Der Historiker Peter Pirker weist in diesem Kontext auf die Problematik dieser Argumentation hin: “Ich bin dagegen, dass man sagt, Umbenennungen sind nicht angebracht, weil es eine Auslöschung der Erinnerung wäre, eine Art Cancel Culture. Ich finde, der Vorwurf der Cancel Culture wird mittlerweile dazu verwendet, die Reflexion auf solche Erinnerungspraktiken der Namensgebung irgendwie beiseitezuschieben. Das wird mittlerweile auch als Scheinargument verwendet.” Er selbst beschäftigte sich im Zuge eines Forschungsprojekts mit der sichtbaren Erinnerungskultur in Wien. Pirker untersuchte hierfür errichtete Erinnerungszeichen zur politischen Gewalt des Austrofaschismus und des Nationalsozialismus, die dann in einer digitalen Karte der Erinnerung für Wien gesammelt wurden. Mehr dazu im Beitrag Baustellen des Erinnerns. 
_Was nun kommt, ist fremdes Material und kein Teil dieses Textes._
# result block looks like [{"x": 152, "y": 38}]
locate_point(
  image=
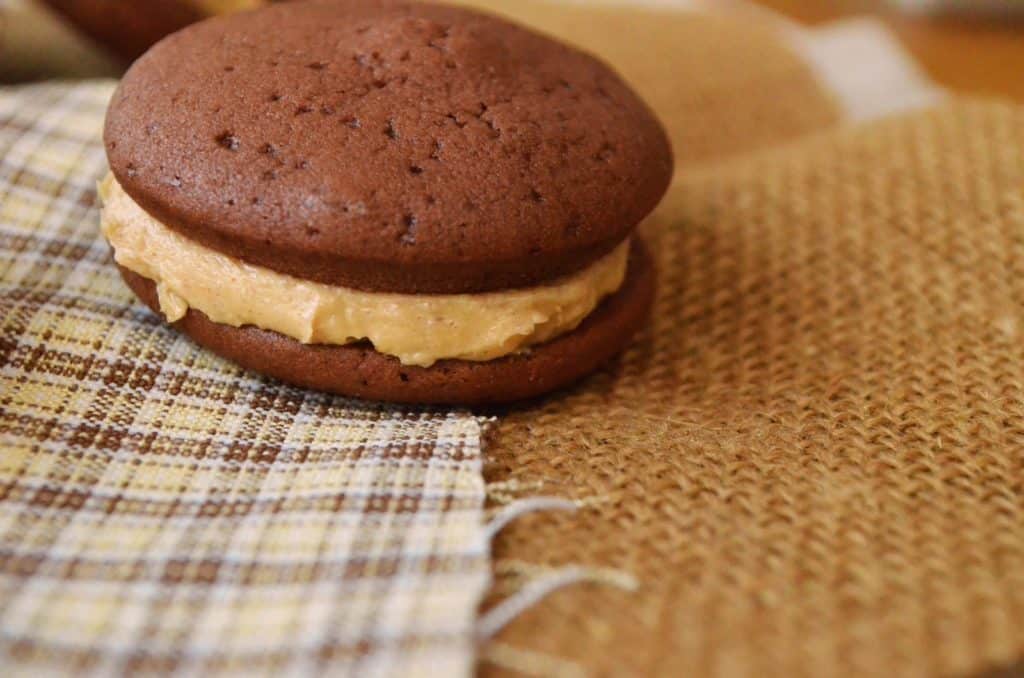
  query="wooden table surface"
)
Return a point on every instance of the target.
[{"x": 970, "y": 54}]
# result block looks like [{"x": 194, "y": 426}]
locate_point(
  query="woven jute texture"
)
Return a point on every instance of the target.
[
  {"x": 813, "y": 458},
  {"x": 163, "y": 511},
  {"x": 722, "y": 84}
]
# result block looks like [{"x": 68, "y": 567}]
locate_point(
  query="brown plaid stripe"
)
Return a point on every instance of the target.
[{"x": 163, "y": 511}]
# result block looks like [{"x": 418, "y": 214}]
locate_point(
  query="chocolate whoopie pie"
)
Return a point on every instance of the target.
[{"x": 386, "y": 200}]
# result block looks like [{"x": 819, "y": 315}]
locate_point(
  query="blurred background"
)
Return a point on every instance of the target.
[{"x": 968, "y": 45}]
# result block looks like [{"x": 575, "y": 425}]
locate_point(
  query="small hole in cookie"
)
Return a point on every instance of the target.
[
  {"x": 409, "y": 232},
  {"x": 228, "y": 140},
  {"x": 606, "y": 153}
]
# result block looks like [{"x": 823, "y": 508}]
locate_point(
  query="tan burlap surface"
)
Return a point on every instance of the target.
[
  {"x": 813, "y": 459},
  {"x": 700, "y": 72}
]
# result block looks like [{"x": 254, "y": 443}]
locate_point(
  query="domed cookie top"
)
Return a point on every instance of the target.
[{"x": 387, "y": 145}]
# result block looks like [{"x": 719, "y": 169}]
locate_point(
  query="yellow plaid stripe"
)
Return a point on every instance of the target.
[{"x": 163, "y": 511}]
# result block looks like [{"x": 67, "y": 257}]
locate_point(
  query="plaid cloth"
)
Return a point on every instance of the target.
[{"x": 163, "y": 511}]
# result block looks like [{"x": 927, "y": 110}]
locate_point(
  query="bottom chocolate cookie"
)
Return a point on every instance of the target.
[{"x": 358, "y": 371}]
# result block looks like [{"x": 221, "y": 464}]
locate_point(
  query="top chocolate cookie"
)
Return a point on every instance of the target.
[{"x": 387, "y": 145}]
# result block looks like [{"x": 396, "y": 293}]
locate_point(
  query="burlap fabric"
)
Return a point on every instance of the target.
[
  {"x": 162, "y": 511},
  {"x": 721, "y": 83},
  {"x": 815, "y": 378},
  {"x": 813, "y": 458}
]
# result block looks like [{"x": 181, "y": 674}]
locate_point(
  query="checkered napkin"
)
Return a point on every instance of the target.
[{"x": 162, "y": 510}]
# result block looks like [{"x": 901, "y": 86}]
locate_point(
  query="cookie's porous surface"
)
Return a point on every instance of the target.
[{"x": 387, "y": 146}]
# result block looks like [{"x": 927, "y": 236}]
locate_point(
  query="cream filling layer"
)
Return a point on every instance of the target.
[{"x": 418, "y": 329}]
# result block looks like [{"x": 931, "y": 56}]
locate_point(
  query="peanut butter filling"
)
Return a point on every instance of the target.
[{"x": 419, "y": 330}]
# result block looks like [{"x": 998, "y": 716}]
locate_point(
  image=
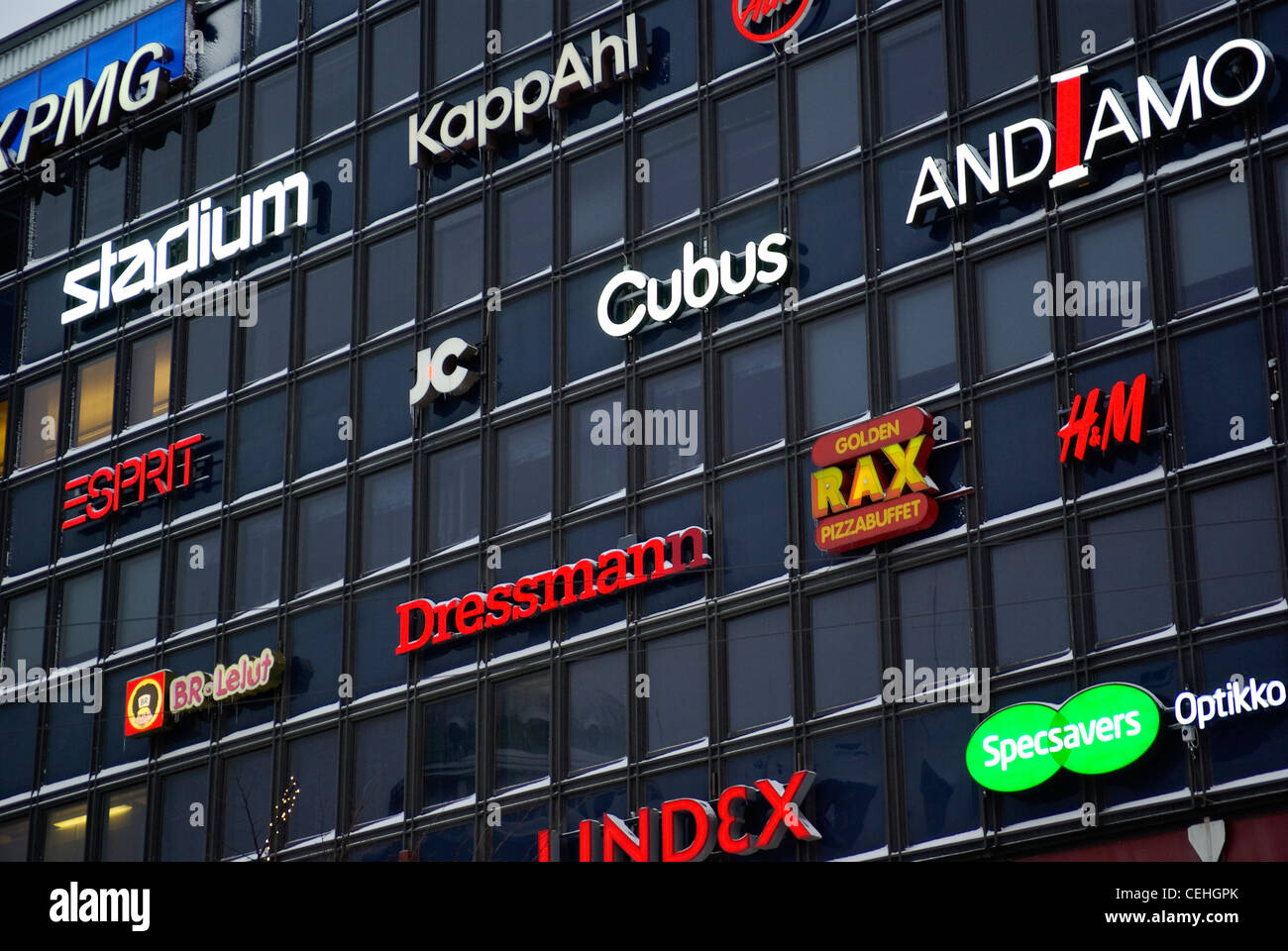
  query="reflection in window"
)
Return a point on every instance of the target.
[
  {"x": 150, "y": 377},
  {"x": 1236, "y": 540},
  {"x": 760, "y": 663}
]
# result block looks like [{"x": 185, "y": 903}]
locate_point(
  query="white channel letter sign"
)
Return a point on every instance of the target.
[
  {"x": 441, "y": 371},
  {"x": 125, "y": 273},
  {"x": 696, "y": 285},
  {"x": 447, "y": 131},
  {"x": 1236, "y": 72}
]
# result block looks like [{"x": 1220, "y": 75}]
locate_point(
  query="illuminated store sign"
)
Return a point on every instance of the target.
[
  {"x": 442, "y": 371},
  {"x": 1096, "y": 731},
  {"x": 853, "y": 504},
  {"x": 449, "y": 131},
  {"x": 1122, "y": 423},
  {"x": 688, "y": 830},
  {"x": 115, "y": 77},
  {"x": 132, "y": 480},
  {"x": 1236, "y": 72},
  {"x": 142, "y": 266},
  {"x": 150, "y": 699},
  {"x": 1232, "y": 699},
  {"x": 613, "y": 571},
  {"x": 696, "y": 283},
  {"x": 748, "y": 13}
]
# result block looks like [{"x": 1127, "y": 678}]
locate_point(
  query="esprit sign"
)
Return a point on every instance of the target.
[
  {"x": 613, "y": 571},
  {"x": 664, "y": 835},
  {"x": 442, "y": 371},
  {"x": 1096, "y": 731},
  {"x": 204, "y": 238},
  {"x": 119, "y": 75},
  {"x": 481, "y": 124},
  {"x": 1237, "y": 71},
  {"x": 695, "y": 285},
  {"x": 748, "y": 16},
  {"x": 854, "y": 505},
  {"x": 130, "y": 482},
  {"x": 1122, "y": 423}
]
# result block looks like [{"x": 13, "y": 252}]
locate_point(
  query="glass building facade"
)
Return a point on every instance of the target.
[{"x": 321, "y": 504}]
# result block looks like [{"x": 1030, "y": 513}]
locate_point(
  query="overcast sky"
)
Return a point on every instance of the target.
[{"x": 14, "y": 16}]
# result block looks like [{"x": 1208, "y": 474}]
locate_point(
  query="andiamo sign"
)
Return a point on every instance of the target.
[
  {"x": 695, "y": 285},
  {"x": 1236, "y": 72}
]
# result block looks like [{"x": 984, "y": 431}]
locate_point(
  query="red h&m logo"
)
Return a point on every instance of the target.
[
  {"x": 664, "y": 835},
  {"x": 747, "y": 12},
  {"x": 1124, "y": 420}
]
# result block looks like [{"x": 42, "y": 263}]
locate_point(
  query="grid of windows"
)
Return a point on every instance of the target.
[{"x": 321, "y": 505}]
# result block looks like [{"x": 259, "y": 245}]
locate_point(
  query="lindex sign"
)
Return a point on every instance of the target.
[{"x": 1096, "y": 731}]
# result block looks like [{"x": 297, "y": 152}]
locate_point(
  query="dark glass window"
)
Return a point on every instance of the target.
[
  {"x": 273, "y": 118},
  {"x": 922, "y": 339},
  {"x": 1223, "y": 389},
  {"x": 1012, "y": 331},
  {"x": 333, "y": 93},
  {"x": 1237, "y": 544},
  {"x": 1001, "y": 46},
  {"x": 836, "y": 369},
  {"x": 941, "y": 797},
  {"x": 849, "y": 795},
  {"x": 1131, "y": 586},
  {"x": 596, "y": 711},
  {"x": 259, "y": 561},
  {"x": 760, "y": 665},
  {"x": 378, "y": 768},
  {"x": 522, "y": 720},
  {"x": 912, "y": 73},
  {"x": 829, "y": 219},
  {"x": 934, "y": 615},
  {"x": 1019, "y": 454},
  {"x": 846, "y": 646},
  {"x": 450, "y": 750},
  {"x": 596, "y": 200},
  {"x": 320, "y": 531},
  {"x": 394, "y": 58},
  {"x": 523, "y": 471},
  {"x": 677, "y": 703},
  {"x": 1030, "y": 599},
  {"x": 755, "y": 526},
  {"x": 454, "y": 495},
  {"x": 526, "y": 230},
  {"x": 327, "y": 307},
  {"x": 313, "y": 763},
  {"x": 386, "y": 518},
  {"x": 138, "y": 581},
  {"x": 746, "y": 141},
  {"x": 754, "y": 411},
  {"x": 674, "y": 185},
  {"x": 825, "y": 125},
  {"x": 1212, "y": 238}
]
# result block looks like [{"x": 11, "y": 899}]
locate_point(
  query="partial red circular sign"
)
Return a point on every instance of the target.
[{"x": 747, "y": 12}]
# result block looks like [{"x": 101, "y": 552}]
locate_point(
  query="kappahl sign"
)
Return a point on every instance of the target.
[{"x": 1237, "y": 71}]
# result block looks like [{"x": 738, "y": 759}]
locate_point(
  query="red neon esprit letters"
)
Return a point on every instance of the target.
[{"x": 111, "y": 487}]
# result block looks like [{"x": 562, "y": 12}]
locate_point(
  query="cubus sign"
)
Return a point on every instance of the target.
[
  {"x": 1096, "y": 731},
  {"x": 1237, "y": 71},
  {"x": 853, "y": 504},
  {"x": 690, "y": 830},
  {"x": 613, "y": 571},
  {"x": 129, "y": 482}
]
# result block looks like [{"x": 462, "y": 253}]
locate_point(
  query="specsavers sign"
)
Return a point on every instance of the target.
[{"x": 1096, "y": 731}]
Neben Straßennamen wird Erinnerungskultur im öffentlichen Raum durch viele andere Zeichen sichtbar. Stelzl-Marx verweist dabei auf Denkmäler, Museen, Gedenkstätten, Gräber, Erinnerungstafeln, Auszeichnungen, Jubiläen, Feste, Sonderbriefmarken etc. und fügt hinzu, dass all dies “geschichtskulturelle Produkte von Erinnerungskulturen” seien. 

Der 24. Februar 2022 geht sicherlich als Zäsur in die Geschichte ein. Es wird wahrscheinlich einer von diesen Tagen sein, wenn man in 30 Jahren gefragt wird, was hast du an diesem Tag gemacht, dann wird man das noch wissen. Das ist auch etwas, das die Gesellschaft in Österreich gesamt prägt. Barbara Stelzl-Marx über den Ukraine-Krieg

Schließlich würde auch der momentan in der Ukraine stattfindende Krieg unsere Gesellschaft prägen und in unsere Erinnerungskultur einfließen. Dies geschieht laut der Zeithistorikerin einerseits aufgrund der vielen Medienberichte und andererseits, weil eine subjektiv gefühlte Bedrohung vorhanden ist: “Da sieht man jetzt in Österreich, wie viele Menschen durch diesen Krieg und die Folgen des Krieges – da sind wir wieder bei der Kriegsfolgenforschung – betroffen sind und was das mit den Menschen macht”, resümiert die Leiterin des BIK und erklärt, mit der Forschung zur Zwangsmigration als Kriegsfolge auf dieses aktuelle Thema reagieren zu wollen – auch mit Zeitzeugeninterviews.